One of the ways I first knew I was pregnant this time around is that I started having mood swings and feelings of paranoia and self-loathing. But because of the possible teratogenic effects of antidepressants, I had really hoped to avoid going back on them until the second trimester. I figured I’d rather be a little cranky and unmotivated rather than have a baby with an omphalocele. Just my personal preference!

But this week, I’m throwing in the towel. At some point, the needs of the few are outweighed by the good of the many. My little bean has gotten in an extra four weeks of development, but now it’s time to think about mood-swinging, unmotivated Mommy, who can barely gather the energy to feed and dress the kids. And Maddi, who enjoys pushing boundaries but would prefer for Mommy not to yell at her for tiny infractions. And even James, who is a very empathetic baby and can sense that all is not well with his mommy.

So hopefully, by next week, I will be feeding and dressing the children once again, and not screaming psychotically at my toddler for dumping sodden Cheerios into the “clean dish” side of the double sink, and not being tempted to smack James’ bottom when he tries to leap off the change table to happy, naked freedom.

Meanwhile, I have bought my first transition clothes to wear while I am too pudgy for my regular wardrobe and too slim for maternity, and I’m anxiously awaiting my next appointment in nine days, when we hope to hear a heartbeat or see a baby.

Conception confusion

On Monday, I went into Dr. Goncalves’ office expecting to see a baby on ultrasound. (Actually, with the abundance of early symptoms and my already-rounding tummy, I expected to see two babies on ultrasound!) Instead, the doctor found a sac that measured 5 weeks 2 days rather than the 6 weeks we estimated. Dr. G offered to schedule a better ultrasound at the hospital, but I declined. If the baby was OK, we’d see or hear it at the next appointment; if it wasn’t, there was nothing we could do anyway. I felt a little numb as I left the office.

Like any red-blooded worrywart mom who’s been offered an extra ultrasound, I naturally changed my mind within 5 minutes of leaving. I tried really hard to stick it out, but after a day and a half I caved. I called the doctor’s receptionist this morning to have her put in a requisition for an ultrasound and expected to have an appointment early next week.

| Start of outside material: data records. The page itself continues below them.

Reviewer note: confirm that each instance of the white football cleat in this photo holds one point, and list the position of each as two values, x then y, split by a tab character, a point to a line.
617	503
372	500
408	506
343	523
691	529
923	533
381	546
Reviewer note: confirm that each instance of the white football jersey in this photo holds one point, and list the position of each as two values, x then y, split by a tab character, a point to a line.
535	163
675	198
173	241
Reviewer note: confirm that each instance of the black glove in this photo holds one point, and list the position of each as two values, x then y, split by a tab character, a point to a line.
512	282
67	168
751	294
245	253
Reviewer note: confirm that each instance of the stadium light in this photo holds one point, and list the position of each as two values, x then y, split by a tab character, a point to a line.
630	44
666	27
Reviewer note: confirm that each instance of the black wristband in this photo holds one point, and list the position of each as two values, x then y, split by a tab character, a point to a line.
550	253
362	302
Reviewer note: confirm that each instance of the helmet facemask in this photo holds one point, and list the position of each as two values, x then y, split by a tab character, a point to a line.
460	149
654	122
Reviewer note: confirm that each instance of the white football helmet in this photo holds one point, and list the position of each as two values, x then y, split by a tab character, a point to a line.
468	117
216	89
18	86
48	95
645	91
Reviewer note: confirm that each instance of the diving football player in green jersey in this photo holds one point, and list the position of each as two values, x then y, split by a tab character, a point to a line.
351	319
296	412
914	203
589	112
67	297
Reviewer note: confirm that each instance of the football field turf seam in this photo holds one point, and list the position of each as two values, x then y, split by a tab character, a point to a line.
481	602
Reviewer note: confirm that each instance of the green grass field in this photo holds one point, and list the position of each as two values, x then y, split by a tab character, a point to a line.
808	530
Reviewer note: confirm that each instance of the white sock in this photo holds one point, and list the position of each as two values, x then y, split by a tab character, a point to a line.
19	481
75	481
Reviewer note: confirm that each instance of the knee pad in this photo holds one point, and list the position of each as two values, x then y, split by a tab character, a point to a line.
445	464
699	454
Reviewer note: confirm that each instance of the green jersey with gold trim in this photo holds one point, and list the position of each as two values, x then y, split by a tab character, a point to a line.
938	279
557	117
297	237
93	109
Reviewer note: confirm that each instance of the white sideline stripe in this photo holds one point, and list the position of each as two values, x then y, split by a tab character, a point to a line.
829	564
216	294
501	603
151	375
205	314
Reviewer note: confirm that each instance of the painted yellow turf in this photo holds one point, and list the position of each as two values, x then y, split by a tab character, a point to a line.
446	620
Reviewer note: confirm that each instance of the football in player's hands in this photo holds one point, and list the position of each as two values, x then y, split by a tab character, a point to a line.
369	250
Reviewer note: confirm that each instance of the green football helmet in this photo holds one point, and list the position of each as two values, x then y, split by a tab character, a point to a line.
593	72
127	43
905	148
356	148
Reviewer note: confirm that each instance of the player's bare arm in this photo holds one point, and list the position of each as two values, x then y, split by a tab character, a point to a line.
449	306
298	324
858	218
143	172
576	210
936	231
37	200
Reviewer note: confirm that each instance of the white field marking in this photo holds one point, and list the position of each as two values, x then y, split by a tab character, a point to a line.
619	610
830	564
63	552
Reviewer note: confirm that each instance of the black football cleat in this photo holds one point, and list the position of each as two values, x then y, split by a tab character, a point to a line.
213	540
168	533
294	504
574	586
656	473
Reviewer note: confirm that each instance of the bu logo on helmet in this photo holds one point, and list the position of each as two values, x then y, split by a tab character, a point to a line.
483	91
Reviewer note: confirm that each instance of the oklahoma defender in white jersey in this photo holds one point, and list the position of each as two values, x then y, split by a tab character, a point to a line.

Much to my surprise, the hospital ultrasound lab called me at 10:30, told me they had a cancellation and asked if I could come in at noon. I took the fastest shower humanly possible and we piled into the car and hightailed it to the hospital. But the news was the same. The sac measured 5 weeks 4 days and while a yolk sac was visible, a fetal pole wasn’t, nor was a heartbeat. Then again, a 5-week fetus isn’t as likely to have a heartbeat yet. So either I ovulated five days late, or the baby stopped growing five days ago. We’re hoping for the former and we’ll see on Feb. 27 at my next appointment.

It’s not the answer I was hoping to get, but it’s not the death knell, either. On my way out, another mom told me she had the same experience with her last pregnancy. A few months later, at her 18-week ultrasound, they found twins.